To accurately model the distribution within physical systems (typically defined within a functional space) we proposed Physics-Informed Generative Adversarial Networks (PI-GANs) (arxiv 2018, SIAM SISC 2020). This method effectively integrates physical principles and data, making it suitable for modeling stochastic physical systems or for learning prior distributions from historical data. When combined with our proposed Bayesian Physics-Informed Neural Networks (B-PINNs) (arxiv 2020, JCP 2021), which establish likelihoods based on governing equations and observational data, this framework allows for systematic Bayesian inference on PDEs (arxiv 2021, JCP 2022).

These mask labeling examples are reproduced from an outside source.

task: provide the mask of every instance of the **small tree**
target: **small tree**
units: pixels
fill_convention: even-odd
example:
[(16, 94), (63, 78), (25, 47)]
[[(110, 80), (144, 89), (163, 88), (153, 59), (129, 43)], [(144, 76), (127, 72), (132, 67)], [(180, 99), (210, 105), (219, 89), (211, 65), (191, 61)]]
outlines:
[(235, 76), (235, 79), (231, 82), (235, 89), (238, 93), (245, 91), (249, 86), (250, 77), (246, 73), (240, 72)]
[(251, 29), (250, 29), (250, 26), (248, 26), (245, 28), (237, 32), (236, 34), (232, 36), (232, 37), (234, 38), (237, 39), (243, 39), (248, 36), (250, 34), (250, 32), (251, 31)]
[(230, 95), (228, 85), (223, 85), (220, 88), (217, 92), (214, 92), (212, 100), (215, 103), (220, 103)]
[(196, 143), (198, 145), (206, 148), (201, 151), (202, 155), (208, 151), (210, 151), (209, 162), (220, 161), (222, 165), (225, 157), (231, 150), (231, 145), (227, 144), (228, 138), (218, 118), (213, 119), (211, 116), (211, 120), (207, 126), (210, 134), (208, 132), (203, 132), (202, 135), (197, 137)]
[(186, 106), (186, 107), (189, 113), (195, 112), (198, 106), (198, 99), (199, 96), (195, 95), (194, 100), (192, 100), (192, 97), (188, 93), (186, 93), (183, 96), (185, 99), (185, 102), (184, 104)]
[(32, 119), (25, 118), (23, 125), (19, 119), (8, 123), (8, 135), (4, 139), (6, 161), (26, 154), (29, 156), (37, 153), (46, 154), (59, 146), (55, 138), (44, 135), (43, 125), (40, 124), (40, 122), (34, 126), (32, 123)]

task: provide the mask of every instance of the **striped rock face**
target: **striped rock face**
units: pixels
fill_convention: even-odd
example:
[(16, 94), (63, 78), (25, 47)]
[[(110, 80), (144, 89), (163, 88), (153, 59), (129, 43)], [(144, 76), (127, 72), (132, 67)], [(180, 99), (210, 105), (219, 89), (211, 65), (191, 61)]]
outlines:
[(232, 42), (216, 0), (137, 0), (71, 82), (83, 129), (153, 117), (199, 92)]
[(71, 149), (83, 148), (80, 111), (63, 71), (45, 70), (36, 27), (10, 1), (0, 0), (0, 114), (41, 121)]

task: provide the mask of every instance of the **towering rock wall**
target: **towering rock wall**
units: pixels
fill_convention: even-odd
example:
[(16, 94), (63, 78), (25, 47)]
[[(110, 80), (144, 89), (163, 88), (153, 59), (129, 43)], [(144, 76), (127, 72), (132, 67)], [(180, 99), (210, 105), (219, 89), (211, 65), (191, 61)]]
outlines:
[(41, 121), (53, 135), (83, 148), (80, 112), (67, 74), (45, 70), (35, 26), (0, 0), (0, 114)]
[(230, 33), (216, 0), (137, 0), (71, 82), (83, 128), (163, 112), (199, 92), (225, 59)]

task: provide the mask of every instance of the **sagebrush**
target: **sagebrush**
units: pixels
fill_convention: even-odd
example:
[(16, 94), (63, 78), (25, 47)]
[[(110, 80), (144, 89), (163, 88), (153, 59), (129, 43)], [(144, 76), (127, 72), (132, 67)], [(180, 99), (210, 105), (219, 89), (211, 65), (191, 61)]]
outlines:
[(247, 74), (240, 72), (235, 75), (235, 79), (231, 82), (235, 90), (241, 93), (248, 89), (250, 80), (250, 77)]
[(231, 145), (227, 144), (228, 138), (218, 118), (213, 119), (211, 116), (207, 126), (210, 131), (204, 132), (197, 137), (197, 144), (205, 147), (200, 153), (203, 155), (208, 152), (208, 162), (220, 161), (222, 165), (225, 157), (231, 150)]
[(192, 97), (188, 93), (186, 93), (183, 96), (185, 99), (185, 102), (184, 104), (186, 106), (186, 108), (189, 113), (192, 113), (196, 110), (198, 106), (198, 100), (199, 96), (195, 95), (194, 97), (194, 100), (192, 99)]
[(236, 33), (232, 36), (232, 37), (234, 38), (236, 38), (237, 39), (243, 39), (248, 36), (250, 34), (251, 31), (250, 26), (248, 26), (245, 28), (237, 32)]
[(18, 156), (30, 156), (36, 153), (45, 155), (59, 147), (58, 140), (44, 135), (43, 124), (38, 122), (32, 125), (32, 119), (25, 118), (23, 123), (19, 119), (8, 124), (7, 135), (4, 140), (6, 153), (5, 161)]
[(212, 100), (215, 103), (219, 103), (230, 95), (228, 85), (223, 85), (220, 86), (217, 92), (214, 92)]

Learning Optimal Transport Map and Particle Dynamics with Unpaired Samples

We proposed potential flow generator (arxiv 2019, IEEE TNNLS 2020) as a plug-and-play generator module for different GANs and flow-based models. With a special ODE-based network architecture and an augmented loss term tied to the Hamilton-Jacobi equation derived from the optimal transport condition, the potential flow generator not only transports the source distribution to the target one, but also approximates the optimal transport map. To the best of my knowledge, this is the first paper to draw the connection between deep generative models and the continuous flow formulation of optimal transport.

Figure 3: Potential flow generator in GANs (left 3 columns) and normalizing flow (right 3 columns). The first row shows the samples or the unnormalized densities of source distributions \(\mu\) (in purple) and target distributions \(\nu\) (in orange), the second row shows the learned optimal transport maps \(G\) and the push forward distributions \(G_{\#}\mu\).

Subsequently, we extended this framework to inference of particle dynamics from unpaired observations of particles (arxiv 2020, SIAM SISC 2022), encompassing non-local particle interactions and high-dimensional stochastic particle dynamics.

These works were cited by other great works in high-dimensional mean-field problems, single-cell transcriptomics, and flow matching for generative modeling.